In this post I'm going to look at a different method of breaking substitution ciphers which is not so dependent on trying lots of different cases until one works. The problem with that approach is that you can't be sure how long your cracker will need to run, perhaps by leaving it a bit longer it will eventually succeed? So I'll treat the sentence somewhat like a HMM, then try and find the most likely sequence of characters that make up the key. This will require relaxing some of the constraints, in this case we will relax the constraint that a ciphertext letter will always decrypt to the same plaintext letter. At the end we'll try and massage everything back into place so that we have the most likely decryption key.

## Building the Lattice

Our first task is to build the lattice over which we will be doing all our work, our test sentence will be DEFEND THE EAST enciphered to GIUIFGCEIIPRC. This is a very short sentence which will probably not break due to its length, but hopefully it will illustrate the technique which can be applied to longer sentences.
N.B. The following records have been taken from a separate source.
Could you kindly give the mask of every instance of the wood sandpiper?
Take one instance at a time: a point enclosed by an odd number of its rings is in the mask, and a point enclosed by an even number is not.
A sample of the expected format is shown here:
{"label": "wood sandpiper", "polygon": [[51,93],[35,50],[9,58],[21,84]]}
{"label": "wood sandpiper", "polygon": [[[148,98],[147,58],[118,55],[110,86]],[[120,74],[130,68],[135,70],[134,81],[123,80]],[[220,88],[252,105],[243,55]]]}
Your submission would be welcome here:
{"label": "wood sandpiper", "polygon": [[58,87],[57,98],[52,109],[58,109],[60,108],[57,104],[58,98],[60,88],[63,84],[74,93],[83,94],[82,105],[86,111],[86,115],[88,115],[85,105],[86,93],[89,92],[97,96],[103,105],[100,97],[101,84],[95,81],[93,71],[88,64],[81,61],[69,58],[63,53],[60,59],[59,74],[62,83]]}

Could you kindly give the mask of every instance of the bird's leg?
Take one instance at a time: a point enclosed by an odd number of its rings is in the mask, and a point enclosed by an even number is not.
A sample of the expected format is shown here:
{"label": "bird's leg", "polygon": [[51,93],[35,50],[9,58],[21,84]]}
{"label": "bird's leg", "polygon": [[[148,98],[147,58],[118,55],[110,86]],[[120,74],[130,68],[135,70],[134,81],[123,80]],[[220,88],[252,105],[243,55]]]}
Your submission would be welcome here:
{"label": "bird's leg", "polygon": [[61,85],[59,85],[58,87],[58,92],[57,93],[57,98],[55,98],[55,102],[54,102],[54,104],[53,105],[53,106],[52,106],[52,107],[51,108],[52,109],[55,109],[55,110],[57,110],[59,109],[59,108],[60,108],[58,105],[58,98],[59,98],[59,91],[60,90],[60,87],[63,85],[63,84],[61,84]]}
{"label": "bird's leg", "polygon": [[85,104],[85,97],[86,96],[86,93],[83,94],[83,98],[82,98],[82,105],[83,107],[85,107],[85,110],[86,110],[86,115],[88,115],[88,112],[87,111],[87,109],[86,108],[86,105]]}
Our first step is to determine emission probabilities. e.g. G is the first letter of the ciphertext, what is the probability that ciphertext G decrypts to plaintext A? or B? This question will be answered using the multinomial distribution and the counts for each letter. In this case G occurs twice in 13 letters, and we know that A occurs with a frequency of 0.0855. This means the probability of ciphertext G corresponding to plaintext A can be computed as follows:

$p(G_{CT} = A_{PT}) = \dfrac{n_{TOT}!}{n_A!~n_{\lnot A}!}p(A)^{n_A}p(\lnot A)^{n_{\lnot A}}$ $= \dfrac{13!}{2!11!}0.0855^2 \times (1-0.0855)^{11} = 0.2133$

In the equation above I have simplified the formula a bit by assuming $$x_1$$ is the number of times A occurs, and $$x_2$$ is the number of times all other characters occur. We then have to repeat this computation for all plaintext characters, for example the probability that G is B is 0.0167, so it is more likely that G decrypts to A than B.

By applying the formula above for every plaintext letter and each ciphertext letter we get a 'lattice' of size $$n\times 26$$. It will look something like the following, note that each column has been normalised to sum to 1:

 G I U I F G C E I I P R C A 0.100 0.125 0.061 0.125 0.061 0.100 0.100 0.061 0.125 0.125 0.061 0.061 0.100 B 0.008 0.000 0.028 0.000 0.028 0.008 0.008 0.028 0.000 0.000 0.028 0.028 0.008 C 0.026 0.004 0.045 0.004 0.045 0.026 0.026 0.045 0.004 0.004 0.045 0.045 0.026 D 0.036 0.008 0.050 0.008 0.050 0.036 0.036 0.050 0.008 0.008 0.050 0.050 0.036 E 0.130 0.350 0.054 0.350 0.054 0.130 0.130 0.054 0.350 0.350 0.054 0.054 0.130 F 0.014 0.001 0.035 0.001 0.035 0.014 0.014 0.035 0.001 0.001 0.035 0.035 0.014 ... ... ... ... ... ... ... ... ... ... ... ... ... ... W 0.010 0.000 0.031 0.000 0.031 0.010 0.010 0.031 0.000 0.000 0.031 0.031 0.010 X 0.000 0.000 0.004 0.000 0.004 0.000 0.000 0.004 0.000 0.000 0.004 0.004 0.000 Y 0.009 0.000 0.029 0.000 0.029 0.009 0.009 0.029 0.000 0.000 0.029 0.029 0.009 Z 0.000 0.000 0.002 0.000 0.002 0.000 0.000 0.002 0.000 0.000 0.002 0.002 0.000

This post is ongoing, I will edit it some more when I get a chance.